Re: relationship with Ubuntu - call for feedback
On 10/21/2011 10:33 AM, Andrew Starr-Bochicchio wrote:
> On Fri, Oct 21, 2011 at 9:51 AM, Iain Lane <email@example.com> wrote:
>> There is a push, and coming with it a growing movement, to get
>> applications into Ubuntu via a new Application Review process (aka
>> extras.ubuntu.com) which is a parallel repository available for stable
>> releases only that is not a part of the distribution.
>> I have seen numerous people advising authors to direct their packages
>> towards this new process instead of the usual Debian→Universe→Backports
>> route into a stable release.
>> Some members of the community are promoting, in tandem with these
>> developments, a push for a smaller Universe and indeed a questioning of
>> why one would want to contribute upstream at all.
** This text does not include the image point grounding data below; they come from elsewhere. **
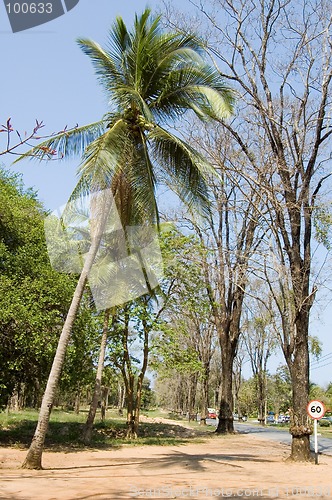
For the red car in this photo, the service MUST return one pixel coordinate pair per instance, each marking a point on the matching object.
(211, 413)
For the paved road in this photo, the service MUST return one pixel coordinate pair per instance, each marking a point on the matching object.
(277, 434)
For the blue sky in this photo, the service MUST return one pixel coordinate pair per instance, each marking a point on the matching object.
(46, 76)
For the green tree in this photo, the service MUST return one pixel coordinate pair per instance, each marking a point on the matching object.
(34, 298)
(150, 78)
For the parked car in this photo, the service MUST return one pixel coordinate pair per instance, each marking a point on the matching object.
(212, 413)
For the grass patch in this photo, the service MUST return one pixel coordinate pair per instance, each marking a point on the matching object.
(66, 430)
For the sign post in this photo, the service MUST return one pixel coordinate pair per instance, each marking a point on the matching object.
(316, 410)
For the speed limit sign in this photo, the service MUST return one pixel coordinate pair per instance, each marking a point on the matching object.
(316, 409)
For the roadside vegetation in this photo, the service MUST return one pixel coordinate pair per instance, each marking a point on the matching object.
(248, 164)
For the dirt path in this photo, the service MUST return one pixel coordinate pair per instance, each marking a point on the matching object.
(239, 466)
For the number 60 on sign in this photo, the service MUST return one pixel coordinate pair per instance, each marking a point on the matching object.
(316, 409)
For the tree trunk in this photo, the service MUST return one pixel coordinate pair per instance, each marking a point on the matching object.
(300, 427)
(205, 395)
(34, 457)
(100, 207)
(77, 403)
(225, 424)
(87, 433)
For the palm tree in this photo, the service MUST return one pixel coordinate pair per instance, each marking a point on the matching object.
(151, 78)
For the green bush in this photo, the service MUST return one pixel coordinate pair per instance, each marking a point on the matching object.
(324, 423)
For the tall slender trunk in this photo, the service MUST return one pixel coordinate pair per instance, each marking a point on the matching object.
(205, 394)
(33, 460)
(225, 424)
(87, 433)
(300, 428)
(100, 208)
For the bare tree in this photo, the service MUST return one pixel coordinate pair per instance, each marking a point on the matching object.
(278, 55)
(230, 236)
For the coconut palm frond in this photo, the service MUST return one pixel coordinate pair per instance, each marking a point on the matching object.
(67, 143)
(183, 168)
(102, 160)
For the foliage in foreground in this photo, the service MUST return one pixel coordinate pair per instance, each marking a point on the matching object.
(66, 431)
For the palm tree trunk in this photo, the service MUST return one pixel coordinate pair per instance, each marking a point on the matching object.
(100, 208)
(96, 393)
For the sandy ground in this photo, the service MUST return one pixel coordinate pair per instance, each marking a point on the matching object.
(239, 466)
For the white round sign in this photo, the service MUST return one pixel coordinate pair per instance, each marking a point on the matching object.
(316, 409)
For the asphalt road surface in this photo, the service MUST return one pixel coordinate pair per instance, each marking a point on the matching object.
(277, 434)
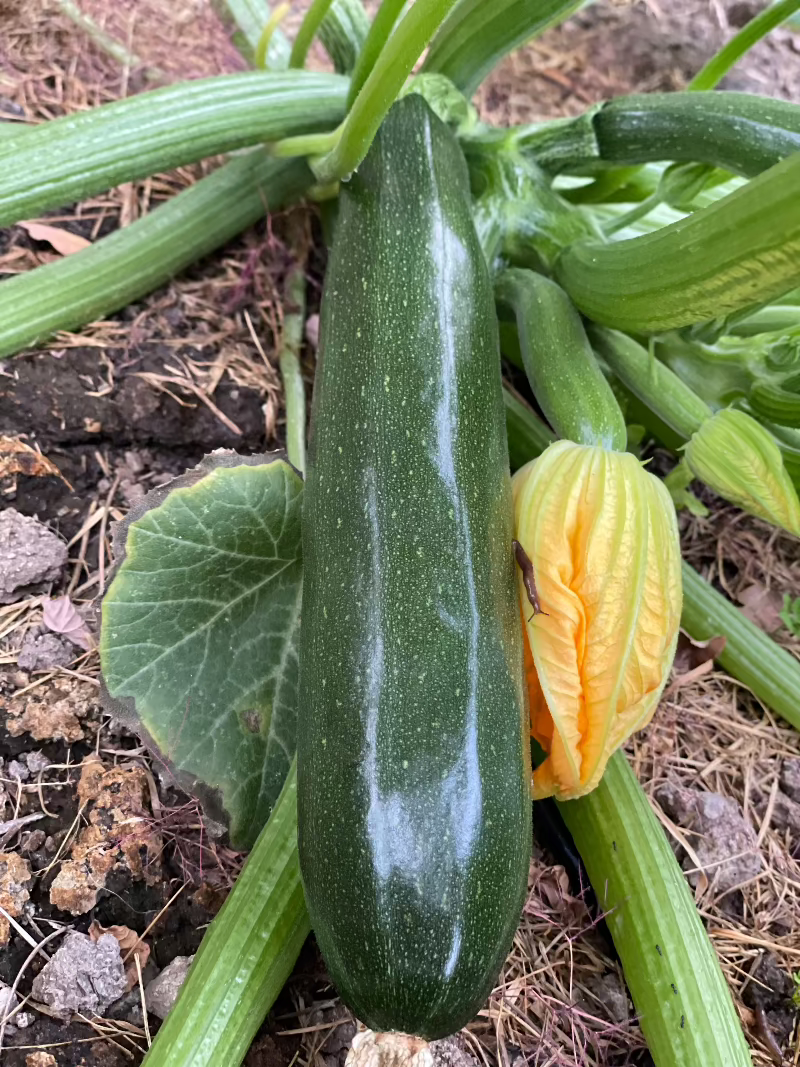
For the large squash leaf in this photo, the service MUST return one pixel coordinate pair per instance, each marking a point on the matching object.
(200, 627)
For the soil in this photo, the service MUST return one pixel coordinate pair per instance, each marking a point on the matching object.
(134, 400)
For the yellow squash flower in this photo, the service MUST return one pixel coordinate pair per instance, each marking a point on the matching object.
(602, 535)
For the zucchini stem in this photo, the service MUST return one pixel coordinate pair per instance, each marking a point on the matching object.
(380, 90)
(750, 34)
(307, 32)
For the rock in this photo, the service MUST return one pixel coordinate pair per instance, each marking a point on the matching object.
(36, 762)
(15, 877)
(726, 845)
(31, 841)
(128, 1007)
(40, 1060)
(161, 993)
(44, 651)
(54, 715)
(785, 814)
(612, 994)
(9, 1001)
(18, 769)
(451, 1052)
(31, 556)
(790, 779)
(83, 975)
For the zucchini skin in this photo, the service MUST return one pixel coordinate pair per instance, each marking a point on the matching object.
(414, 805)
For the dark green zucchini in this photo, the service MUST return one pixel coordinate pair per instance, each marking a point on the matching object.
(414, 810)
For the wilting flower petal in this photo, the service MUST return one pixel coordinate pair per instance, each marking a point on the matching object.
(738, 459)
(602, 535)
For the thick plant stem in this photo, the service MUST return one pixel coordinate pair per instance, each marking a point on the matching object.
(290, 369)
(678, 990)
(664, 393)
(249, 19)
(307, 32)
(246, 955)
(750, 34)
(480, 32)
(78, 156)
(741, 251)
(379, 33)
(133, 261)
(259, 58)
(380, 91)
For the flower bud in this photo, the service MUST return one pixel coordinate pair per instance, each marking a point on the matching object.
(738, 458)
(602, 536)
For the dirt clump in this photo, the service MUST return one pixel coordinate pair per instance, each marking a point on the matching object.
(54, 714)
(118, 835)
(15, 879)
(726, 846)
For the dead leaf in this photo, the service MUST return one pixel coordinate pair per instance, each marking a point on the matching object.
(16, 457)
(59, 615)
(693, 659)
(64, 242)
(762, 606)
(128, 943)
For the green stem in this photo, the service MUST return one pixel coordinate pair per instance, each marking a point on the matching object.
(381, 89)
(379, 33)
(559, 362)
(664, 393)
(681, 996)
(78, 156)
(641, 209)
(105, 41)
(741, 251)
(307, 32)
(764, 22)
(246, 955)
(738, 131)
(527, 433)
(259, 58)
(479, 33)
(344, 33)
(249, 18)
(290, 368)
(130, 263)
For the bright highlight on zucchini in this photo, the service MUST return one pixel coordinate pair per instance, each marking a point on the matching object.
(414, 805)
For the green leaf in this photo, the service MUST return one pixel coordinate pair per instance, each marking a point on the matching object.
(790, 614)
(200, 628)
(478, 34)
(75, 157)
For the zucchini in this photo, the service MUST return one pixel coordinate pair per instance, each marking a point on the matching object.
(561, 367)
(414, 807)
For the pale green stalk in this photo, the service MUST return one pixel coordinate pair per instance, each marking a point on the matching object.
(750, 34)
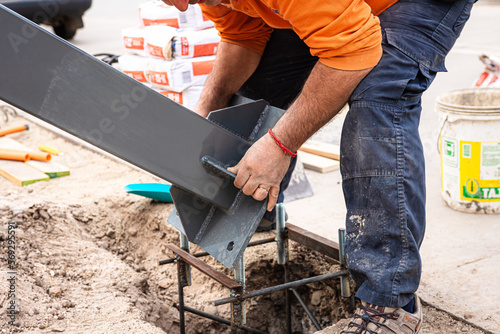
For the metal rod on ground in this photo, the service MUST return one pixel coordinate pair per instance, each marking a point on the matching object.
(345, 289)
(201, 254)
(184, 243)
(308, 311)
(215, 318)
(282, 287)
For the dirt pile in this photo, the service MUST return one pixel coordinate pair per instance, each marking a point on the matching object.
(87, 260)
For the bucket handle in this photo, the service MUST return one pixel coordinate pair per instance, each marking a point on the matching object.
(440, 132)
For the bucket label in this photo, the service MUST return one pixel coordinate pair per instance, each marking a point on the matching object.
(490, 161)
(471, 169)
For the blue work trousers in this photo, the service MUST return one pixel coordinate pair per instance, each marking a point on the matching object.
(382, 161)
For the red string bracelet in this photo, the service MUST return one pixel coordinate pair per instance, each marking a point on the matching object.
(283, 147)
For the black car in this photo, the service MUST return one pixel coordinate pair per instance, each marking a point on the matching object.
(65, 16)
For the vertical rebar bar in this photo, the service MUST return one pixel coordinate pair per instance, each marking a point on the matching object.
(180, 286)
(282, 243)
(184, 244)
(345, 289)
(280, 233)
(239, 276)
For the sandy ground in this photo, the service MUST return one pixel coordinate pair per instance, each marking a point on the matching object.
(88, 253)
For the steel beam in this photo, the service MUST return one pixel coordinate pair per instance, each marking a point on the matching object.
(56, 82)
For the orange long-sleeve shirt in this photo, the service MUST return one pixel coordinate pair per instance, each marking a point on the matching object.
(344, 34)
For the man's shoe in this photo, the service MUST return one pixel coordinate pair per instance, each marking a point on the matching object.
(372, 319)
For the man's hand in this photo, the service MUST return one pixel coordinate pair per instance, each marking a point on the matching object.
(260, 171)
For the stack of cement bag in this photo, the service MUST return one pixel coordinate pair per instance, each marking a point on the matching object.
(171, 51)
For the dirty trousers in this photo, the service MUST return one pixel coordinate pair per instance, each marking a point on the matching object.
(382, 161)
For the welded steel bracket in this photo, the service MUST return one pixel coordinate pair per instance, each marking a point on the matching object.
(76, 92)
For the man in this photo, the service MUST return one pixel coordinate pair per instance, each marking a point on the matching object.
(377, 55)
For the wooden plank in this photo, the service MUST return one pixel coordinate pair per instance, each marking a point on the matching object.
(51, 168)
(317, 163)
(326, 150)
(20, 173)
(314, 241)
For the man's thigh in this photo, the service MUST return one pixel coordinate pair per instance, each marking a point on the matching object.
(282, 71)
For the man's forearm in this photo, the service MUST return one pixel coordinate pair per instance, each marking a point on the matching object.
(324, 94)
(234, 64)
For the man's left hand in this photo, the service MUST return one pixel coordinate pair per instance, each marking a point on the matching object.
(260, 171)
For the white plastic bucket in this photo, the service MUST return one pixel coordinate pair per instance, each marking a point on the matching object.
(469, 144)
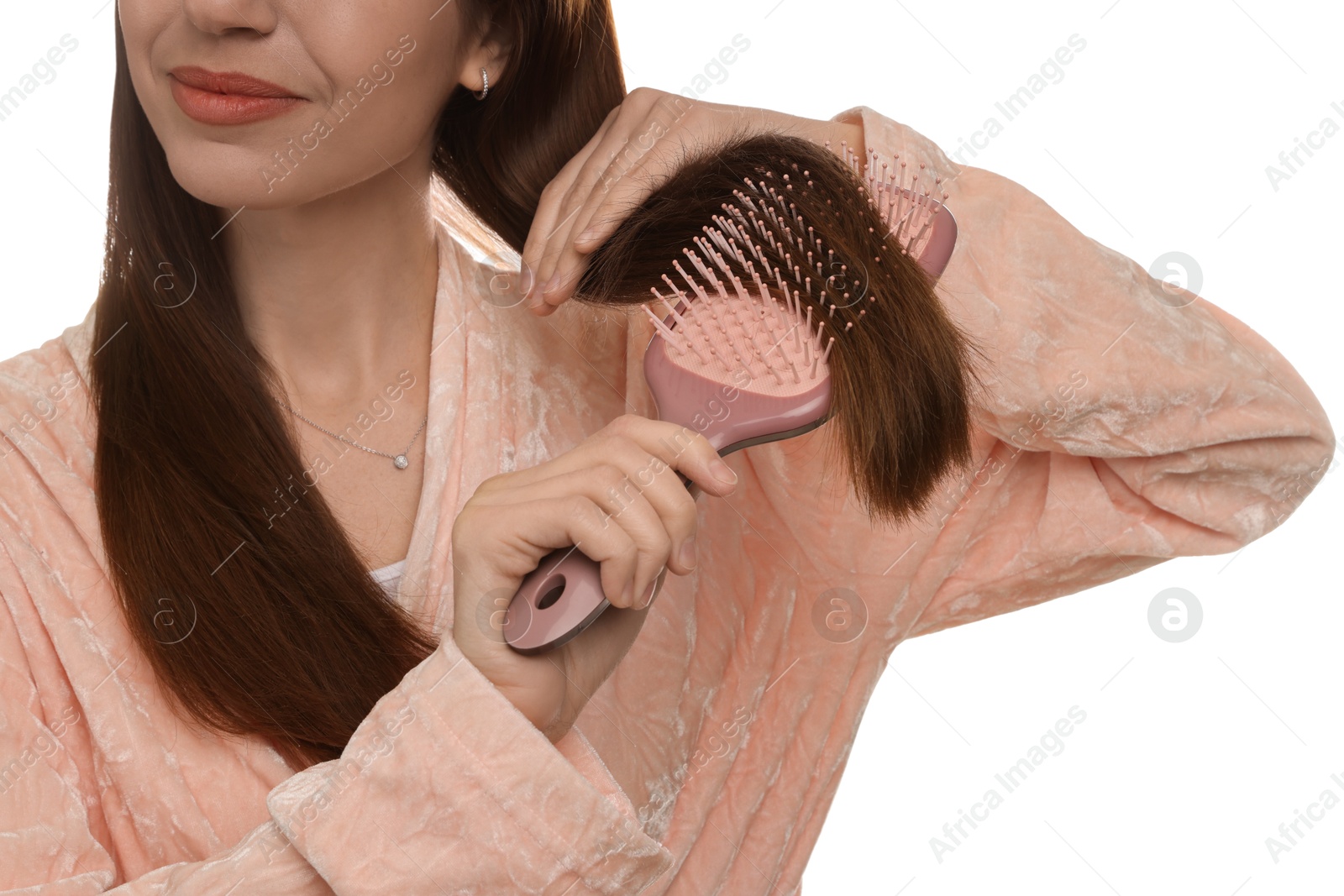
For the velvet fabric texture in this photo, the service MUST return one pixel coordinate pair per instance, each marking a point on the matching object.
(1121, 429)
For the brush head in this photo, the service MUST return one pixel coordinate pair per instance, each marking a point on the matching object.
(766, 329)
(752, 338)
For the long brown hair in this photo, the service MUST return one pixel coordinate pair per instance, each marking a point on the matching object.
(289, 636)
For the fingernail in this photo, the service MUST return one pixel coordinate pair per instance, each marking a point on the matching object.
(687, 553)
(648, 594)
(723, 473)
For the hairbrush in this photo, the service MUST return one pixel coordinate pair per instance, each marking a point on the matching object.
(753, 324)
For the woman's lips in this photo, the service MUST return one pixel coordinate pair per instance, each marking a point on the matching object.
(228, 97)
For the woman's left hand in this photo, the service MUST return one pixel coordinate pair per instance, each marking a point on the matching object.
(635, 150)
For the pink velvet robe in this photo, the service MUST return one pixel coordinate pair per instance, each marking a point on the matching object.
(1120, 432)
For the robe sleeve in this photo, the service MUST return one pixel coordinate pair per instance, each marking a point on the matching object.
(1121, 425)
(444, 788)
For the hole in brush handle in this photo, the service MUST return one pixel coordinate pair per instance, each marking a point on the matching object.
(555, 602)
(559, 598)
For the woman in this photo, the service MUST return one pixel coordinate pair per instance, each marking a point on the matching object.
(205, 689)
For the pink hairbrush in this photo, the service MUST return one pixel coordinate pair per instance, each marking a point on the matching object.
(756, 351)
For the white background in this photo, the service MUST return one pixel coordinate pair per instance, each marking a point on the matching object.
(1156, 140)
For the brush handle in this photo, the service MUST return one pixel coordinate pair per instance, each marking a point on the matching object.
(559, 598)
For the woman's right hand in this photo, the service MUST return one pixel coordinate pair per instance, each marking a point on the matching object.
(625, 472)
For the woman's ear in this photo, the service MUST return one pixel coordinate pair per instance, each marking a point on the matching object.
(490, 51)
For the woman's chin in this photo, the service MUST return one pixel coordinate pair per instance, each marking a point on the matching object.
(239, 183)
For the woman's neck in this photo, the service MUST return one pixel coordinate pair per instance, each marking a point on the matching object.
(339, 293)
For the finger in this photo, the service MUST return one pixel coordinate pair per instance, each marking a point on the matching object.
(664, 504)
(679, 446)
(600, 219)
(553, 214)
(605, 165)
(625, 506)
(557, 523)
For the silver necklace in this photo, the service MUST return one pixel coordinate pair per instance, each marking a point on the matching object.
(398, 459)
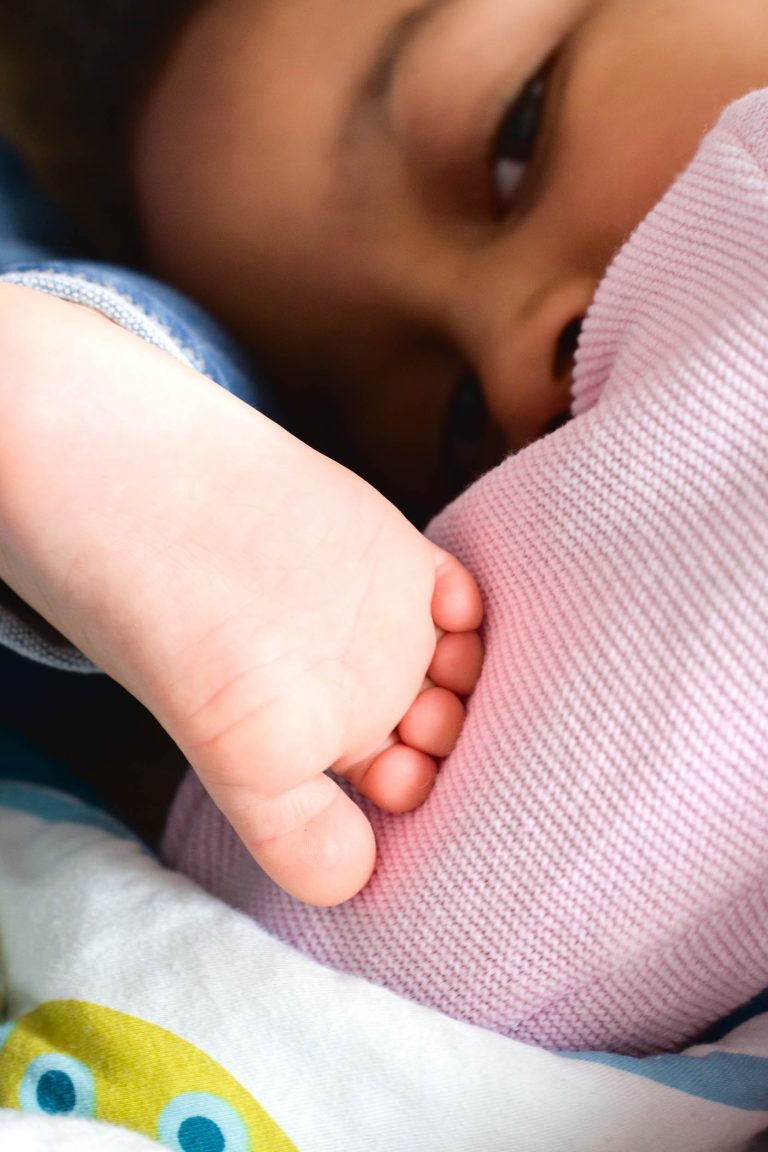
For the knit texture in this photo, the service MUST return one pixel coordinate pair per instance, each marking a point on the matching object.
(592, 868)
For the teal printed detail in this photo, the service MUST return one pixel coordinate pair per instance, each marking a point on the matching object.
(59, 808)
(722, 1077)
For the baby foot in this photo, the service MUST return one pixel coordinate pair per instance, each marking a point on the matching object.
(274, 612)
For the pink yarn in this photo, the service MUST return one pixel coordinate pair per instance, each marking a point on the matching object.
(592, 869)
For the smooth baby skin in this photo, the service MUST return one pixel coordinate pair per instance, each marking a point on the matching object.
(416, 199)
(272, 611)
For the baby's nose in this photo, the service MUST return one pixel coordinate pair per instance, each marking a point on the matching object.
(529, 366)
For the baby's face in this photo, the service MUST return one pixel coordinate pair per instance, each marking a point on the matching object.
(405, 205)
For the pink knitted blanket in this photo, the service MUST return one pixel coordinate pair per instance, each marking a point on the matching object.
(592, 869)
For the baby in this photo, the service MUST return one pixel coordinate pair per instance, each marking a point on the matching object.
(405, 211)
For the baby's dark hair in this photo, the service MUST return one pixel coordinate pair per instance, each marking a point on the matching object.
(71, 75)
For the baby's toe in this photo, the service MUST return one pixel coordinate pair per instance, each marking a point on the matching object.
(433, 722)
(456, 604)
(457, 661)
(398, 779)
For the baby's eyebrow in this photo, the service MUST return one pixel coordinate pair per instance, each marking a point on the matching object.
(379, 77)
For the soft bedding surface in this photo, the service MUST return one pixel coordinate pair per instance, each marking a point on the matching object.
(135, 999)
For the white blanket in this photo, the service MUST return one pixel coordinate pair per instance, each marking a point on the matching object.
(134, 998)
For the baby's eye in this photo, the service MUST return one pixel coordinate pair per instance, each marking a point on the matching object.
(515, 142)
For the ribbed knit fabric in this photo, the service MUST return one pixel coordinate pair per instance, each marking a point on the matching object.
(592, 868)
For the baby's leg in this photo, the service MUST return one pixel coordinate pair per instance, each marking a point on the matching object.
(274, 612)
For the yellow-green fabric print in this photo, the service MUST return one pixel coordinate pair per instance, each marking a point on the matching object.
(83, 1060)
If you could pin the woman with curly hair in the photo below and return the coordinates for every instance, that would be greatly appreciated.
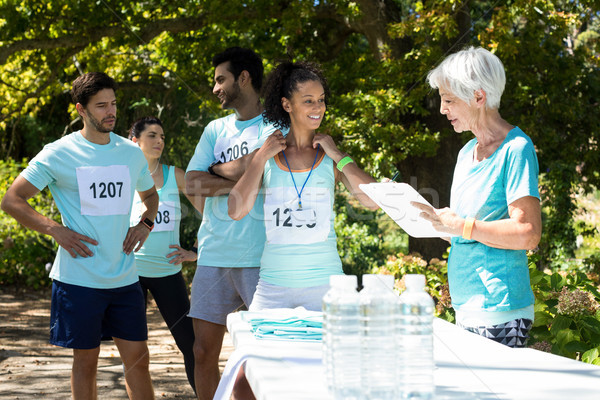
(298, 174)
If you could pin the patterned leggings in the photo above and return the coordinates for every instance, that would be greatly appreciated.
(512, 333)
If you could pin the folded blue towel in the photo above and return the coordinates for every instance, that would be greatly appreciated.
(292, 324)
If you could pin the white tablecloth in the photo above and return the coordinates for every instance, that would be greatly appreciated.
(468, 367)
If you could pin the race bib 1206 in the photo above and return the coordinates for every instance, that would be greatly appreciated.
(231, 148)
(104, 190)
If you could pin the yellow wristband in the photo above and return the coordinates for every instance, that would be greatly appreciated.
(343, 162)
(468, 228)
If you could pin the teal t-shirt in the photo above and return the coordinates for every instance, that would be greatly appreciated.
(483, 278)
(222, 241)
(151, 259)
(301, 248)
(93, 187)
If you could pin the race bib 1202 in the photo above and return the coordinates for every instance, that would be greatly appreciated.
(104, 190)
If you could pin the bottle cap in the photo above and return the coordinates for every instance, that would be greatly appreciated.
(378, 280)
(414, 281)
(343, 281)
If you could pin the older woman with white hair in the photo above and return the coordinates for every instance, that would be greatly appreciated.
(494, 211)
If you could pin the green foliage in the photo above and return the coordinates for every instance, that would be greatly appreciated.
(567, 314)
(376, 55)
(435, 272)
(358, 237)
(24, 253)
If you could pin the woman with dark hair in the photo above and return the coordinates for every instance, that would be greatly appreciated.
(298, 174)
(159, 260)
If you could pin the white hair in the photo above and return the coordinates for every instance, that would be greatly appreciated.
(469, 70)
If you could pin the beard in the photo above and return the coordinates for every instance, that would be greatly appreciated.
(231, 97)
(99, 125)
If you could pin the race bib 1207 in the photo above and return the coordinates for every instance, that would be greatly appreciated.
(104, 190)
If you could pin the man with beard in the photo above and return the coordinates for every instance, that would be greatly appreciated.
(92, 175)
(229, 251)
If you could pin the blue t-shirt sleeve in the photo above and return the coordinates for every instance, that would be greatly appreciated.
(38, 172)
(204, 154)
(521, 171)
(145, 181)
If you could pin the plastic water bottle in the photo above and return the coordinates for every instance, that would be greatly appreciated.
(414, 341)
(378, 305)
(341, 339)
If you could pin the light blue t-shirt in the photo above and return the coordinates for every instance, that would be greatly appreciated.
(301, 249)
(483, 278)
(93, 188)
(151, 259)
(222, 241)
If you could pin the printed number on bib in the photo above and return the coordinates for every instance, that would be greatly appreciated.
(231, 148)
(286, 224)
(286, 217)
(165, 217)
(104, 190)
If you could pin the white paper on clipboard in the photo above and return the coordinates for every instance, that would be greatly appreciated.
(394, 198)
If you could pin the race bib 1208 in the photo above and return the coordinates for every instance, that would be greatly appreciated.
(165, 217)
(104, 190)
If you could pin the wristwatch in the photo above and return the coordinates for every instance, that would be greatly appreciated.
(210, 169)
(148, 223)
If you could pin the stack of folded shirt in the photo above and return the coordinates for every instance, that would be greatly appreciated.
(285, 324)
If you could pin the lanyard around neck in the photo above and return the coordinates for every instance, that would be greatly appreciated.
(294, 181)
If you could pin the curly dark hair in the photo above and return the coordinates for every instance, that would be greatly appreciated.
(138, 126)
(87, 85)
(241, 59)
(283, 82)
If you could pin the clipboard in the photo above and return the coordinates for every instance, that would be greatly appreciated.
(394, 198)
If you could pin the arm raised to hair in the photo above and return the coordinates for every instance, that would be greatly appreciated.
(351, 175)
(243, 195)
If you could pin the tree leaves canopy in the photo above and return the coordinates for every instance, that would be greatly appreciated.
(376, 55)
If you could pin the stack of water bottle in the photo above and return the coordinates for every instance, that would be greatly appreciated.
(377, 345)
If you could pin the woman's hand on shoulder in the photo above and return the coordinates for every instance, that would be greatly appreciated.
(273, 145)
(328, 145)
(180, 255)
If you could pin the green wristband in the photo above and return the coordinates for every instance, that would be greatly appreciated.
(343, 162)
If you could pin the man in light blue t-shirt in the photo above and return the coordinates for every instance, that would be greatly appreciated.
(228, 251)
(92, 175)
Here's a couple of
>> quotes from recent mailing list threads
>> It seems to me that this is a fundamental shift in what we consider a
>> distribution to be, becoming a 'platform' on top of which people offer
>> applications (the app-store model which the software centre promotes)
>> rather than a collection of all the great Free Software out there. I
>> fear a negative impact on both distribution developer motivation and the
>> quality of the distros (including a knock-on impact on Debian as
>> upstream) if this new method of distributing apps takes hold and the
>> next generation of nice applications never see themselves in the
>> WDYT? Is there a real problem here?
> As an Ubuntu developer who also contributes directly to Debian, it
> certainly has made me question my future roll in Ubuntu.
The new Application Review board (ARB) in Ubuntu takes it as part of the
primary charter to direct developers upstream to Debian, with some
helpful guidance in how to package, and how to take up maintaining their
package in Debian. One submission (out of a total of 6) that went
through the ARB has already gone upstream to Debian, and is moving
out-of-cycle updates to Ubuntu Backports. Another currently under review
used to be packaged in Debian (lost maintainer), so we're guiding the
developer in how to revive it.
The developers we get through the ARB are a different level than Debian
usually works with. Many have no packaging experience at all, some
submit tarballs, some don't even know how to create tarballs. It's a bit
like tier 1 mentoring. The overall goal is still to train them up, in
the expectation that some will get more and more involved, and
eventually join the ranks of DM/DD as well as Ubuntu developers.